What is more reassuring is to read in the BSP’s Monetary Policy Report for May 2023 that it is prepared “to resume interest rate action as necessitated by the potential upside risks in the near term, in keeping with the BSP’s primary mandate to ensure price stability.”

By underscoring its readiness to resume its cautious policy, a pause could simply indicate the monetary authorities’ decision to be patient with the inflation data to establish a more definitive downtrend. Price pressures remain while upside risks are more preponderant.

Thus, we find it difficult to reconcile current market talks about a possible reduction in the required reserve ratio (RRR) from the current level of 12 percent with a policy pause. A pause is a cautious stance, reducing the required reserve ratio is expansionary monetary policy. Therefore, sending conflicting signals when RRR is reduced at this time of calibrated cautiousness is unavoidable.

Monetary conditions have changed since 2018 especially at the height of the pandemic in 2020. There was no complicating inflationary spiral in 2019 and 2020 when RRR was slashed by as much as 200 basis points to mitigate the economic lockdown. But since then, both headline and core inflation rates have climbed to dizzying levels, prompting the BSP to jack up interest rates to their all-time highs and reverse its expansionary open market operations. The national government itself paid back its emergency advances.
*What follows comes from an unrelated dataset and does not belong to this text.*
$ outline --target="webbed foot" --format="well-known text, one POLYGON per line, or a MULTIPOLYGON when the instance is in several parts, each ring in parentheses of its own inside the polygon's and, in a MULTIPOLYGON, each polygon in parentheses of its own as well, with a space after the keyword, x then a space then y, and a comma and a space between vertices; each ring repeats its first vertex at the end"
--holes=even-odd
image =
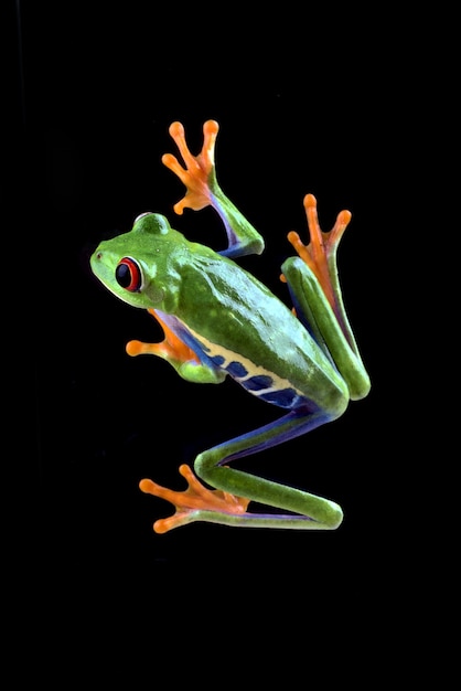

What does one expect from a reduction in RRR?

RRR is primarily a prudential measure against the possibility of the banks running short of liquidity when there is market distress. Lower RRR means the BSP requires a smaller percentage of the banks’ deposits and deposit substitutes that should be kept with the BSP. The banks would therefore command bigger loanable funds but less reserves in case of bank distress.

RRR, by its effect on both the supply of money and market interest rates, is also a monetary policy tool. In the recent past, a change in the RRR was described as an operational adjustment to facilitate the BSP shift to market-based instruments for managing domestic liquidity such as the term deposit facility and the BSP securities. But with lower RRR, no matter how it is called, banks would have more money at their disposal for lending, or for taking a position in the foreign exchange market. These possible outcomes are bound to ultimately bring down market interest rates and a weaker peso.
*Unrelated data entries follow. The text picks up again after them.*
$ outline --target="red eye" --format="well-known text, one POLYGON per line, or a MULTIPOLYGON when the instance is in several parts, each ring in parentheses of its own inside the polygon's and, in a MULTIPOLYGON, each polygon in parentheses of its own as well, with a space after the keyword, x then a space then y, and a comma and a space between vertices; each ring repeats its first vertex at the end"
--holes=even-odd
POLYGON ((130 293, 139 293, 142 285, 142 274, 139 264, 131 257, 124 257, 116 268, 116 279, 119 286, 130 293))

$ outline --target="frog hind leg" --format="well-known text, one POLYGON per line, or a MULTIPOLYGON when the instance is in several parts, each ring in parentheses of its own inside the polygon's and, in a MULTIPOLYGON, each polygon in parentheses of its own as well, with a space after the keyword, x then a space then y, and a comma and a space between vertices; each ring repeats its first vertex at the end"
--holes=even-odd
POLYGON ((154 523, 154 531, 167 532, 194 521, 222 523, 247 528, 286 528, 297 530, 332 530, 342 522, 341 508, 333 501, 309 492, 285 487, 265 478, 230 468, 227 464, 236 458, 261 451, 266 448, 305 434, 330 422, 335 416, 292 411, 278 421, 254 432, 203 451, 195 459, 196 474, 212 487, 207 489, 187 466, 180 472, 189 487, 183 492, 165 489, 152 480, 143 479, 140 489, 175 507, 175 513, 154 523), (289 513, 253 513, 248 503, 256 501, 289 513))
On hindsight, the BSP lowered the RRR during the pandemic because the policy rate had reached a historic low of two percent. With the prospect of a deep recession, the only option available to the monetary authorities to further help business with more and cheaper credit was to bring down the RRR. This infused the system with additional liquidity without directly easing interest rates.

One unwanted consequence was that real policy rate ended up negative. If sustained over a prolonged period, risks might be mispriced and financial stability issues could emerge. In addition, conditions for complying with the RRR were relaxed during the pandemic by qualifying even banks’ lending to small and medium enterprises (SMEs). With such relief measure expiring in the middle of the year, the BSP believes this could amount to rate tightening.
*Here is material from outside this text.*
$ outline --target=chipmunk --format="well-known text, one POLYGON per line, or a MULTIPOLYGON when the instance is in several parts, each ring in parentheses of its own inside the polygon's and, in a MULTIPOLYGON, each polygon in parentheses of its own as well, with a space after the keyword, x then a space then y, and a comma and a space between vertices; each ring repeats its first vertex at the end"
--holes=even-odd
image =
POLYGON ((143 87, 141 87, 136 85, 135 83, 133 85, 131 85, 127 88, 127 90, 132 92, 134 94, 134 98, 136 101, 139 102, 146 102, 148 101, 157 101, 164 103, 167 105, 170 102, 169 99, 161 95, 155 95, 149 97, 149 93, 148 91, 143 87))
But sustained cautiousness is precisely what a pause should signal to the market. Keeping interest rate steady after raising it up by 425 basis points remains restrictive in the face of easing inflation, so restoring the usual condition for RRR compliance only secures the inflationary downtrend because price pressures and upside risks continue to be real.
Timing of any RRR adjustment is therefore crucial lest conflicting signals are triggered.

Finally, the BSP has been quoted in the past as hoping that the RRR adjustment would encourage “the banks (to) waive all fees on small transactions when people make bank-to-bank payments. We’re literally bribing the banks to subsidize the small transactions.” This is quite unexpected. With all these digitalization initiatives, we thought over time digitalization would have brought down the banks’ cost of doing business and therefore, the financial benefits could have started cascading to their individual and corporate clients.

But based on the banks’ actual disclosure, their transfer fees through digital channels to the BSP as of end-April 2023 remained nearly unchanged. We observe that more medium-sized but digitally equipped banks charge less than their bigger counterparts.

To settle all these market talks about RRR, we should be assured by what BSP Governor Philip Medalla declared last March 2023 that “any adjustment in banks’ RRR will be done once domestic inflation rate is on sustainable downward path.”

Or we can just mimic Odysseus who asked his men to stuff their ears with beeswax, and bind him in the mast of their ship. This worked and the sirens’ song failed to bewitch them.